Comments on revisions:

The authors have addressed all my concerns.

Reviewer #2 (Public review):

Sourmpis et al. present a study in which the importance of including certain inductive biases in the fitting of recurrent networks is evaluated with respect to the generalization ability of the networks when exposed to untrained perturbations.

The work proceeds in three stages:

(i) a simple illustration of the problem is made. Two reference (ground-truth) networks with qualitatively different connectivity, but similar observable network dynamics, are constructed, and recurrent networks with varying aspects of design similarity to the reference networks are trained to reproduce the reference dynamics. The activity of these trained networks during untrained perturbations is then compared to the activity of the perturbed reference networks. It is shown that, of the design characteristics that were varied, the enforced sign (Dale's law) and locality (spatial extent) of efference were especially important.

(ii) The intuition from the constructed example is then extended to networks that have been trained to reproduce certain aspects of multi-region neural activity recorded from mice during a detection task with a working-memory component. A similar pattern is demonstrated, in which enforcing the sign and locality of efference in the fitted networks has an influence on the ability of the trained networks to predict aspects of neural activity during unseen (untrained) perturbations.

(iii) The authors then illustrate the relationship between the gradient of the motor readout of trained networks with respect to the net inputs to the network units, and the sensitivity of the motor readout to small perturbations of the input currents to the units, which (in vivo) could be controlled optogenetically. The paper is concluded with a proposed use for trained networks, in which the models could be analyzed to determine the most sensitive directions of the network and, during online monitoring, inform a targeted optogenetic perturbation to bias behavior.

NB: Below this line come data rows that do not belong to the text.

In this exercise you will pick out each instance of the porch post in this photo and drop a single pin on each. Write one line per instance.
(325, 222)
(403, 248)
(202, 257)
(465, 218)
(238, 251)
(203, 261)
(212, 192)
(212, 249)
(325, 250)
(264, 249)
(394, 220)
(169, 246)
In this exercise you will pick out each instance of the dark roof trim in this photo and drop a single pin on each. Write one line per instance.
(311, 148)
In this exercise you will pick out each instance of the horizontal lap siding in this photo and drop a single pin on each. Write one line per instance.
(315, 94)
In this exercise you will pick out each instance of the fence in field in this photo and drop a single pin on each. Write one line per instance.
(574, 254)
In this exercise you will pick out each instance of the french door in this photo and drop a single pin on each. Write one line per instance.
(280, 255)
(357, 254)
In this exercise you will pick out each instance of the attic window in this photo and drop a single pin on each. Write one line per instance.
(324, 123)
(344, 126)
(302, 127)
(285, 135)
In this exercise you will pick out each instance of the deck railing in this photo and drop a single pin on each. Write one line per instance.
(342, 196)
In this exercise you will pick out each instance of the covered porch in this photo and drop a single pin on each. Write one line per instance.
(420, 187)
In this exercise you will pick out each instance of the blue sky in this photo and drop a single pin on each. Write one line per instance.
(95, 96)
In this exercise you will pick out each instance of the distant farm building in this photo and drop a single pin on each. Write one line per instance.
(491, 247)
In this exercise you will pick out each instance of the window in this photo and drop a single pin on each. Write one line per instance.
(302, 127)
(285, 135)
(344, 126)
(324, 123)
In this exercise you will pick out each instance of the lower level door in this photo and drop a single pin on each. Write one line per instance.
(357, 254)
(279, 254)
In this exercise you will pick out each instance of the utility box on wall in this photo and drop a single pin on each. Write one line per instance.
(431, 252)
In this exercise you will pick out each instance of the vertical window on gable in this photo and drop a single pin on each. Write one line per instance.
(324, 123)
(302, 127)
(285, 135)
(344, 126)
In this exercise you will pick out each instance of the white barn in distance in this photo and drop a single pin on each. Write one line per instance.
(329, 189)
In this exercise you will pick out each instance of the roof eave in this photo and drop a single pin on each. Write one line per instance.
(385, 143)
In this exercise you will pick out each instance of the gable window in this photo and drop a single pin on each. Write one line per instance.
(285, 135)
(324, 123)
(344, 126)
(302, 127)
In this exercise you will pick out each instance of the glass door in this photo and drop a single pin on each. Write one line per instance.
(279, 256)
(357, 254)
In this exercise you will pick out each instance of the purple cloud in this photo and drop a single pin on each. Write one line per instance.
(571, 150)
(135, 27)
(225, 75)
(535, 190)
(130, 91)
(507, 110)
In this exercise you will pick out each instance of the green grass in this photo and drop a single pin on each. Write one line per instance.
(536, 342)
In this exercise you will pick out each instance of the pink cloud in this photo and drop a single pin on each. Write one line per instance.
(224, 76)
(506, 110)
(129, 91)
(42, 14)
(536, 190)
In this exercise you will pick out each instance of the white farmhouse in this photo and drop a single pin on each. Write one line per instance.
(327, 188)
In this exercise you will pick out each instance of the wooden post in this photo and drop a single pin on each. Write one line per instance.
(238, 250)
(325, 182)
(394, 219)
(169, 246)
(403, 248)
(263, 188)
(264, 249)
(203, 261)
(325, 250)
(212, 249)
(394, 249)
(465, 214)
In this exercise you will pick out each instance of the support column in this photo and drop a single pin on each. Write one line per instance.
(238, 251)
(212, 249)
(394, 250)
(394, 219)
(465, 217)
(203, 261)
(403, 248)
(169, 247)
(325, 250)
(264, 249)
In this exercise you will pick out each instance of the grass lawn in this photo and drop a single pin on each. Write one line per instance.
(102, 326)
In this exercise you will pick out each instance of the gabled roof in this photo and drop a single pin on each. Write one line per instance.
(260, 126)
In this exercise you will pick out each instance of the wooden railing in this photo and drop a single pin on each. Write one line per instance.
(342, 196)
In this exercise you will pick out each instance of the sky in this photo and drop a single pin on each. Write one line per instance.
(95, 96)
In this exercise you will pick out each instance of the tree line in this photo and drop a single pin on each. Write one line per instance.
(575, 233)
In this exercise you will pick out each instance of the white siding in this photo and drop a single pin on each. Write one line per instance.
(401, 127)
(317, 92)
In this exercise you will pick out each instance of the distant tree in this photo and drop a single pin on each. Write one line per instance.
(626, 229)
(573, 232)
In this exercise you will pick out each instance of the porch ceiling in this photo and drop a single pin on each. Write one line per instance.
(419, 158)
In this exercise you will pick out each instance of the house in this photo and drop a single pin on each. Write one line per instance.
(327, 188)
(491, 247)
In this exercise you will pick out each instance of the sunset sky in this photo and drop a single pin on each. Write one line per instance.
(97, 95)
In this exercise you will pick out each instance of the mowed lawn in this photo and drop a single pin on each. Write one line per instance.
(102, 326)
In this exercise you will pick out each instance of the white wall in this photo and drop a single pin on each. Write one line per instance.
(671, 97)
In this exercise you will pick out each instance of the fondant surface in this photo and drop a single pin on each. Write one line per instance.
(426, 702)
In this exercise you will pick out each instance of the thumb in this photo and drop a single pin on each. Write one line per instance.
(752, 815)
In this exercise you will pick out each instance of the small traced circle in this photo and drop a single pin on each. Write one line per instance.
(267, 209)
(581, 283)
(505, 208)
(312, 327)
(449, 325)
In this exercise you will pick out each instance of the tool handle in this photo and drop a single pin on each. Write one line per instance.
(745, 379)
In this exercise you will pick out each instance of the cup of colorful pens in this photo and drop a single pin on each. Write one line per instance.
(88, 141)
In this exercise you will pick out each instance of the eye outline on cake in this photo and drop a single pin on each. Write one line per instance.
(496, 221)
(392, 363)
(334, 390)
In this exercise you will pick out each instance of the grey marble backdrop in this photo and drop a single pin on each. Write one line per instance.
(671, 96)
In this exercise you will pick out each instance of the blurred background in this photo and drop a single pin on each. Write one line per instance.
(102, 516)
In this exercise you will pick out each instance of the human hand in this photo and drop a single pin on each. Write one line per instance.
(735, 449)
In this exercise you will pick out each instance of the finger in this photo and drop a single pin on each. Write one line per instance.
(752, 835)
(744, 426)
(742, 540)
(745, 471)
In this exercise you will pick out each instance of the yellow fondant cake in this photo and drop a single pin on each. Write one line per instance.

The authors do not overstate their claims, and in general, I find that I agree with their conclusions.

Author response:

The following is the authors’ response to the original reviews.

Public Reviews:

Reviewer #1 (Public review)

Major:

(1) In line 76, the authors make a very powerful statement: 'σRNN simulation achieves higher similarity with unseen recorded trials before perturbation, but lower than the bioRNN on perturbed trials.' I couldn't find a figure showing this. This might be buried somewhere and, in my opinion, deserves some spotlight - maybe a figure or even inclusion in the abstract.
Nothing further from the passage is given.